“Cinzia, tu hai sostenuto dei costi… Io ho un fondo di rappresentanza in cui residuano 1200 euro… Ho pensato che se tu mi fai una fattura da 1200 euro, 500 te li tieni tu e la differenza la giri a me…”. È il 23 dicembre quando Cinzia Falcone, presidente della associazione dell’Associazione nazionale interculturale mediterranea (Animed), viene avvicinata dalla prefetta di Cosenza Paola Galeone che ha appena allontanato tre funzionari di polizia. La Falcone riceve la stranissima proposta che oggi ha portato agli arresti domiciliari la funzionaria che era stata iscritta nel registro degli indagati per induzione a dare utilità.
Siamo nella sede della prefettura e la Galeone istruisce la donna su come compilare la fattura e di prepararla per il giorno dopo, in modo da essere evasa tra il 28 e il 29 dicembre. Prima dei saluti la prefetta però dice alla presidente che esistono problemi nei documenti ha presentato per partecipare a una gara per l’affidamento dei servizi di gestione dei centri collettivi di accoglienza “alludendo alla inutilità di ricorsi amministrativi e lungaggini” possibili. La contropartita appare all’improvviso. La mazzetta, è l’ipotesi della procura, deve avere quindi la “forma” di una fattura da 1220 euro. La giustificazione è presto fatta: ovvero le presunte spese di organizzazione di un convegno sulla violenza di genere co-organizzato da Falcone e dalla prefettura di Cosenza che si è tenuto il 29 novembre 2019 al teatro Rendano. Questo perché, a dire della Galeone, l’operazione è possibile perché erano avanzati soldi in bilancio sul fondo di rappresentanza che è inutile restituire al ministero dell’Interno “non avendo – si legge nell’ordinanza firmata dal giudice per le indagini preliminari Letizia Benigno – lo Stato rimborsato a lei dei soldi per una parabola satellitare comprata personalmente dal suo fidanzato”. La Falcone però esce dalla prefettura e va diretta in Questura a denunciare tutto. Ed è così che che è scattata la “trappola”: la consegna di denaro è stata registrata dagli investigatori.
La presidente Animed racconta agli investigatori di avere crediti per 300mila euro per fatture emesse per il Centro di accoglienza straordinario di Camigliatello e teme che la prefetta possa in qualche modo ostacolare il rimborso. Quindi d’accordo con gli inquirenti Falcone invia la fattura e il messaggio con la parola “ok” come concordato alla Galeone. Il messaggio di risposta è: “Io ti stimo tanto e faremo tanta strada insieme”. Quindi l’incontro in un bar vicino alla prefettura e la consegna del denaro in banconote da 50 euro, in una busta rosa, fotocopiate dalla polizia giudiziaria. La prefetta, ricevuta la busta, insiste per dare alla donna 100 euro, dicendole “comprati i biscotti… stai calma, respira”. All’uscita dal bar ci sono i poliziotti. Le indagini hanno poi permesso di verificare che l’associazione sarebbe stata esclusa dalla gara per mancanza di requisiti e che la prefetta ne era perfettamente a conoscenza.

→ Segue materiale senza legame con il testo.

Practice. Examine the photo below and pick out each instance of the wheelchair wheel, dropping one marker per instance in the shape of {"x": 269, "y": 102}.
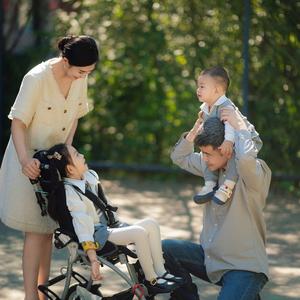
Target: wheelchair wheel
{"x": 71, "y": 295}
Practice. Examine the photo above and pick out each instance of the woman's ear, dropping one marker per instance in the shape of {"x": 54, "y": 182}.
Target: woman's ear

Per il giudice “si coglie tra le righe della condotta una tendenza alla commistione tra il denaro proprio e il denaro di pertinenza della prefettura e più in generale della pubblica amministrazione, una versatilità nella gestione e precostituzione di titoli di spesa una inopportuna tendenza alla diretta ingerenza“. Ma non solo: “L’aver suggerito alla Falcone l’escamotage per utilizzare i fondi residui di bilancio, l’aver palesato la sconvenienza di un ri-trasferimento allo Stato… l’aver ipotizzato come alternativa di spesa l’utilizzo di fatture di un qualche ristorante, l’aver cercato di vincere le resistenze e gli imbarazzi della Falcone… sono comportamenti che palesano una dimistichezza di condotta gestoria che si traduce, a sua volta, in capacità di reiterazione di analoghi reati“. Per il giudice, anche se l’indagata ha chiesto di essere interrogata, questo non esclude il rischio di inquinamento probatorio. In serata la ministra dell’Interno, Luciana Lamorgese, ha disposto la sospensione dal servizio dell’indagata.